DESIGN AND USABILITY
PLEASURE AND PRODUCT SEMANTICS Patrick W.Jordan Senior Human Factors Specialist, Philips Design, Building W, Damsterdiep 267, P.O. Box 225, 9700 AE Groningen, The Netherlands
Alastair S.Macdonald Course Leader, Product Design Engineering, Glasgow School of Art, 167 Renfrew Street, Glasgow G3 6RQ, Scotland
Human factors has tended to focus on pain. As a profession, it has been very successful in contributing to the creation of products that are safe and usable and which, thus, spare the user physical, cognitive and emotional discomfort. However, little attention seems to have been paid to the positive emotional and hedonic benefits—pleasures—that products can bring to their users. This paper examines the relationship between product semantics and pleasure in use, within the structure of the ‘Four Pleasure Framework’. Studies such as this represent human factors’ first steps towards establishing links between product properties and the types of emotional, hedonic and practical benefits that products can bring to their users.

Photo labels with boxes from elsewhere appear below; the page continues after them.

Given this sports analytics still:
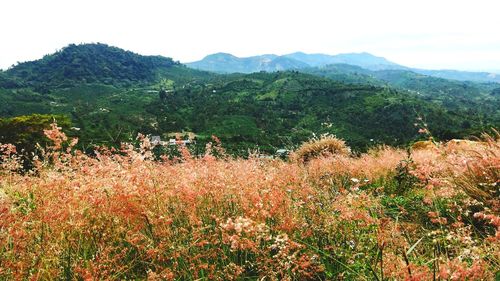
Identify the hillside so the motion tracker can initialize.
[0,44,500,154]
[186,53,308,73]
[6,44,184,86]
[186,52,500,83]
[301,64,500,120]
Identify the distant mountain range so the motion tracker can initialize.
[186,52,500,83]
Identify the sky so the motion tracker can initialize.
[0,0,500,73]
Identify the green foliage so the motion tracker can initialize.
[7,44,178,86]
[0,44,500,154]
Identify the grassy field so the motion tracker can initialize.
[0,127,500,280]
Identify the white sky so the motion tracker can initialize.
[0,0,500,71]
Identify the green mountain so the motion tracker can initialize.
[6,44,185,86]
[186,52,404,73]
[413,69,500,83]
[0,44,500,154]
[187,53,308,73]
[284,52,406,70]
[301,64,500,117]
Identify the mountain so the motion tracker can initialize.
[6,44,179,86]
[186,53,308,73]
[0,44,500,154]
[186,52,404,73]
[301,64,500,120]
[186,52,500,83]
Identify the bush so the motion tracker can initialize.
[292,136,351,163]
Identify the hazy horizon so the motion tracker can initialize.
[0,0,500,73]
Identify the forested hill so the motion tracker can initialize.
[6,44,179,86]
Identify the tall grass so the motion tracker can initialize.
[0,126,500,280]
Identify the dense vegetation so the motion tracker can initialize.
[187,52,500,83]
[0,125,500,281]
[7,44,179,87]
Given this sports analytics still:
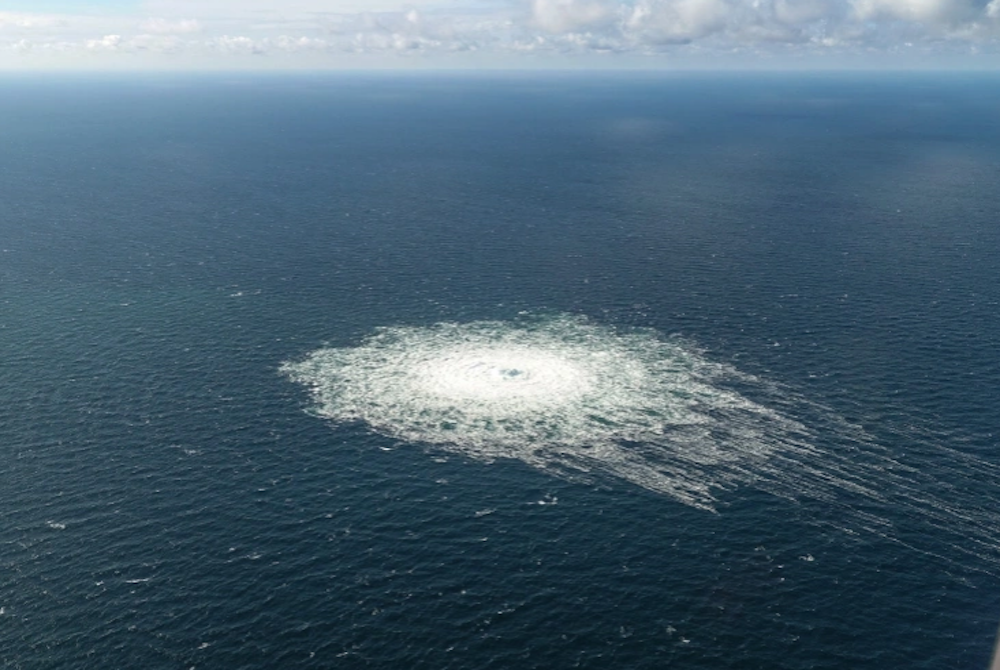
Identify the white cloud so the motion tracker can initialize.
[87,35,122,51]
[139,18,202,35]
[0,0,1000,67]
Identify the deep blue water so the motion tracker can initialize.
[0,75,1000,670]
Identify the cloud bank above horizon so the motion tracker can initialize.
[0,0,1000,69]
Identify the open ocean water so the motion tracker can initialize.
[0,74,1000,670]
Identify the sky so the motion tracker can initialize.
[0,0,1000,70]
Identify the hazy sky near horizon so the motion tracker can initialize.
[0,0,1000,70]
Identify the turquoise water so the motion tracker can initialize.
[0,75,1000,669]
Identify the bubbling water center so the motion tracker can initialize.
[282,315,1000,567]
[283,316,806,508]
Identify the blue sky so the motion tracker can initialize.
[0,0,1000,70]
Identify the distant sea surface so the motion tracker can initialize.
[0,74,1000,670]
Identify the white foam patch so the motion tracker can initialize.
[282,316,1000,565]
[283,316,820,508]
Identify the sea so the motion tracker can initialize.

Introduction “I can sympathise with other people’s pains, but not with their pleasures. There is something curiously boring about someone else’s happiness.” This quote comes from Aldous Huxley’s 1920 Novel, ‘Limbo’ however, it could almost be a motto for ergonomics. Ergonomics journals, conference proceedings, and textbooks seethe with studies of pain: back pain, upper limb pain, neck pain, pain from using keyboards, pain from using industrial machinery, pain from hot surfaces—these are just a few examples from studies that have been presented at recent Ergonomics Society Conferences. As a discipline, ergonomics has been focused on eliminating pain, whether it be in the form of physical pain, as in the examples above, or the cognitive/emotional discomfort that can come from interacting with products that are difficult to use. Meanwhile, the idea that products could actually bring positive benefits—pleasures—to users, seems to have been largely ignored. So, whilst ergonomics has had a great deal to offer in terms of assuring product usability and safety, it seems to have had very little to contribute in terms of creating products that are positively pleasurable. The case for ergonomists to take the lead in addressing the issue of pleasure with products has been made elsewhere (Jordan 1997a) and a framework for approaching the issue—the four pleasures—has been proposed (Jordan 1997b). In this paper, this framework will be summarised and illustrated with examples that show the relationship between pleasure and product semantics.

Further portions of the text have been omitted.